If this had been a daytime shot, I doubt it would have even caught my eye, but with their signs lit up, I love the juxtaposition of having a store that sells shoes for $2.50 next to a bar. (The one of the other side sells seeds and poultry supplies, which you’d never find in downtown Los Angeles these days!) These stores were at 421 S. Main St when this photo was taken in around 1913, back when two bucks fifty probably bought you a halfway decent pair of shoes.
Andie P. says: “In 1912, the shoes would have been high top shoes, leather with cloth “uppers” and thinner soles (leather) than work boots for that price. All leather shoes would be more.”
Stanley G says: “Notice the double-track, dual-gauge street railway. The outermost rails on each track were used by standard-gauge Pacific Electric Ry. interurbans (the “Big Red Cars”) and streetcars. The rail closest to the center of the street on each track and the nearest rail away from that were used by the narrow-gauge streetcars of the Los Angeles Railway, ie the “Yellow Cars.”

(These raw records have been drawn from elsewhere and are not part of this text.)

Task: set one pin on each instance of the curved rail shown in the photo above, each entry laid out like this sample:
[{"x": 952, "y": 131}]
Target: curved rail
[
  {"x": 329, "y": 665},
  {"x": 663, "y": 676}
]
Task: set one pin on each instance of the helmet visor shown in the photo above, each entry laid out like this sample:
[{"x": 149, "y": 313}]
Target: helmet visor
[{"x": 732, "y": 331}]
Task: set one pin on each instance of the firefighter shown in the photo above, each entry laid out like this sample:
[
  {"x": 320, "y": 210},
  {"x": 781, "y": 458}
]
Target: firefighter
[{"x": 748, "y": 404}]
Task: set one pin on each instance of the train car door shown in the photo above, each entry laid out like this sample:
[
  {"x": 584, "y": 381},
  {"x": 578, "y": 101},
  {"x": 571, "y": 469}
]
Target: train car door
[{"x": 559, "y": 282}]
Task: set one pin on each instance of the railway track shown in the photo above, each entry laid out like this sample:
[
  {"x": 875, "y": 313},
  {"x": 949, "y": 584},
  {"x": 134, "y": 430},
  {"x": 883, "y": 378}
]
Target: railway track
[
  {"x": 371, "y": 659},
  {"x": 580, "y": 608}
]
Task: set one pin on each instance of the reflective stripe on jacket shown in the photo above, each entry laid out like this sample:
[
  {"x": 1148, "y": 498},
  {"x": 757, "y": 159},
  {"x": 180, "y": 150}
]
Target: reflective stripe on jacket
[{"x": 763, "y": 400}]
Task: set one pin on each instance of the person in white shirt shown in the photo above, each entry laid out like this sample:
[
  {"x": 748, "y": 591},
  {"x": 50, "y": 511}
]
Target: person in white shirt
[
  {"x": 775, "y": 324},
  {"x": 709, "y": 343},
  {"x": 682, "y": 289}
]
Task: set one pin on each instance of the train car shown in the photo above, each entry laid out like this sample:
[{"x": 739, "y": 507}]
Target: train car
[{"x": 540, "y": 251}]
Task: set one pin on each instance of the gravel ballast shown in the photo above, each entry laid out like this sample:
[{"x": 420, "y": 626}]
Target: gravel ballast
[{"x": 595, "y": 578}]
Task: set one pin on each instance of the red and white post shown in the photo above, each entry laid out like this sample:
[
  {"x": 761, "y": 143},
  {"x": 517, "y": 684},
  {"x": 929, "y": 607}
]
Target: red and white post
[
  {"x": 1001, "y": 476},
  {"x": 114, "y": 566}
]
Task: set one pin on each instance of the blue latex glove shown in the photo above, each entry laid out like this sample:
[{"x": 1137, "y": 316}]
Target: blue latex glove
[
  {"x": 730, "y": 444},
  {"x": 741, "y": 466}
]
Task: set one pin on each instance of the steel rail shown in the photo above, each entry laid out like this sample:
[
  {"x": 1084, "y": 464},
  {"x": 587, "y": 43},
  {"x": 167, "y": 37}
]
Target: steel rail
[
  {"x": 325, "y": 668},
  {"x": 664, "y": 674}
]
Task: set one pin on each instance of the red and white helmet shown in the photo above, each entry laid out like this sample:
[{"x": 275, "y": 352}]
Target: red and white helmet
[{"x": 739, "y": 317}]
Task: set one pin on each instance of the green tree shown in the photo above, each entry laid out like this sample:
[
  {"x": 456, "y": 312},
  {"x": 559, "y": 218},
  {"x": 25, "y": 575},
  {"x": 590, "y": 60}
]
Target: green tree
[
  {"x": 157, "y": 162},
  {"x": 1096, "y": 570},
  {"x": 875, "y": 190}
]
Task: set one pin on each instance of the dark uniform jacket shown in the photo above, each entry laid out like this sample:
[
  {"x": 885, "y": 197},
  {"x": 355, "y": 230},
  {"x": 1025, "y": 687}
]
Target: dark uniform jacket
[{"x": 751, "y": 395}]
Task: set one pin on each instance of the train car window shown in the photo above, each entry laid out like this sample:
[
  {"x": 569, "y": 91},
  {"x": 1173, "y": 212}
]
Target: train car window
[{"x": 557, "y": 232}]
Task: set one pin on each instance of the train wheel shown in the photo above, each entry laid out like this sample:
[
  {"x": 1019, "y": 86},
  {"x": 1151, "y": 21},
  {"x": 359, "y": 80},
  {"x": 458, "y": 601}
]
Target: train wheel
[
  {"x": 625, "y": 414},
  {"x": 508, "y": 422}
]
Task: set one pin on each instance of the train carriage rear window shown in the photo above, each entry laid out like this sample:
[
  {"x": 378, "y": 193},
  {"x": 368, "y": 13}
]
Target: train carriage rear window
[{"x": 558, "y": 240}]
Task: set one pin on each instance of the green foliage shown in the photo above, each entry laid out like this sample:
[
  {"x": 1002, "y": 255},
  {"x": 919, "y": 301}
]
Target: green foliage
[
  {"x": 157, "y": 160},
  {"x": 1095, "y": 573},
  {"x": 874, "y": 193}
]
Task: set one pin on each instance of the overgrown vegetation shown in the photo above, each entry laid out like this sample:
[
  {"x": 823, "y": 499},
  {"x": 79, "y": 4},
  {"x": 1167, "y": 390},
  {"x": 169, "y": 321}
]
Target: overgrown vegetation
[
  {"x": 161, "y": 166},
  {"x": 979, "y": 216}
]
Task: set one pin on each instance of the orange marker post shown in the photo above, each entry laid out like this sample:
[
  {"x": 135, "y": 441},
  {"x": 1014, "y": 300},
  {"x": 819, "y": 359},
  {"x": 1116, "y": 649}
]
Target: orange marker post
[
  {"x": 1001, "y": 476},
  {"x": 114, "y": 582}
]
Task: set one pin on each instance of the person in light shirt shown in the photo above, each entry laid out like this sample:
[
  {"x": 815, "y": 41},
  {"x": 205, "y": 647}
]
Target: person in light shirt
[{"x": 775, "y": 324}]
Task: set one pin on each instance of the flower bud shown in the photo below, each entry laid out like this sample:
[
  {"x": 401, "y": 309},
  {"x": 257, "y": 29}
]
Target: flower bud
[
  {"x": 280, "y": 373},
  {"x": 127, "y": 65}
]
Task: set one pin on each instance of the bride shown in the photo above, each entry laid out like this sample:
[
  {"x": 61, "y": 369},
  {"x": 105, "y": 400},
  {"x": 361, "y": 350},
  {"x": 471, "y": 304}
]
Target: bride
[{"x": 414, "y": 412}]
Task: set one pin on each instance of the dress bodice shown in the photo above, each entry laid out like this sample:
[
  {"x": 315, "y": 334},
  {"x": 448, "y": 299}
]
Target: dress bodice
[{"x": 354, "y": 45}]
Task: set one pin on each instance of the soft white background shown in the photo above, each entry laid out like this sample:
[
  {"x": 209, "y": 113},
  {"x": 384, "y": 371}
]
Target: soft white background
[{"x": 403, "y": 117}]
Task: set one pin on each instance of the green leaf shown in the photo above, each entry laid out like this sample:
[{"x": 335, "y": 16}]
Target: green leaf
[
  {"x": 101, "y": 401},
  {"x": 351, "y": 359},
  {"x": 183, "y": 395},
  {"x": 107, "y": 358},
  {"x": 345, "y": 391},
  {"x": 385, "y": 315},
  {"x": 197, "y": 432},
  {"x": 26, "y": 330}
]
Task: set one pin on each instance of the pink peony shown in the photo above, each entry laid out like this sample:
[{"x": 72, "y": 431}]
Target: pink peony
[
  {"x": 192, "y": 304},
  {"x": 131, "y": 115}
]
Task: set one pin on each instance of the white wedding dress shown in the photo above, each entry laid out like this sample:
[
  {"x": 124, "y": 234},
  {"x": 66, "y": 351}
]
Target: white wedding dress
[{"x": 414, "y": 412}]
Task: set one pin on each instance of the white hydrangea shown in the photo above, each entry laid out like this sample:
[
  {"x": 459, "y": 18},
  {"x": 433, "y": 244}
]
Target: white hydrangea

There’s no trace of that building left. This is that same view in June 2022.
That’s equivalent to $74.95 today.
Possibly if you based it on something like bread. Of course, taking Los Angeles common real estate, $2.50 from 1969/70 accelerated by 40 times to $100.00! Take that from 1913 to 1969, it must have at least tripled in that time, so your $2.50 (for cheap shoes) would be setting a price of about $300 today. And we all know real estate inflation is a far more significant pain in the budget than the jump in bread loaves. Conclusion…either leather inclusive shoes are currently underpriced or real estate is hanging on a precarious cliff.
Based on inflation values widely available Stephen’s number is dead on. That ~$75 figure is the equivalent purchasing power today of $2.50 in 1913. The real estate price and rental market price escalations that Al is suggesting are certainly of concern for we Californians and it’s a great point. However, that same $75 amount today would still buy you a decent pair of mid level boots. It’s simply that the property market growth has way outpaced inflation and income growth for most. Our LA of today is more New York/Paris/Tokyo than the farm lands and oil fields market of 1913 and our housing costs reflect that. Great points by all and this is such a great community. I enjoy Martin’s posts everyday and the comments the community shares in response/reflection.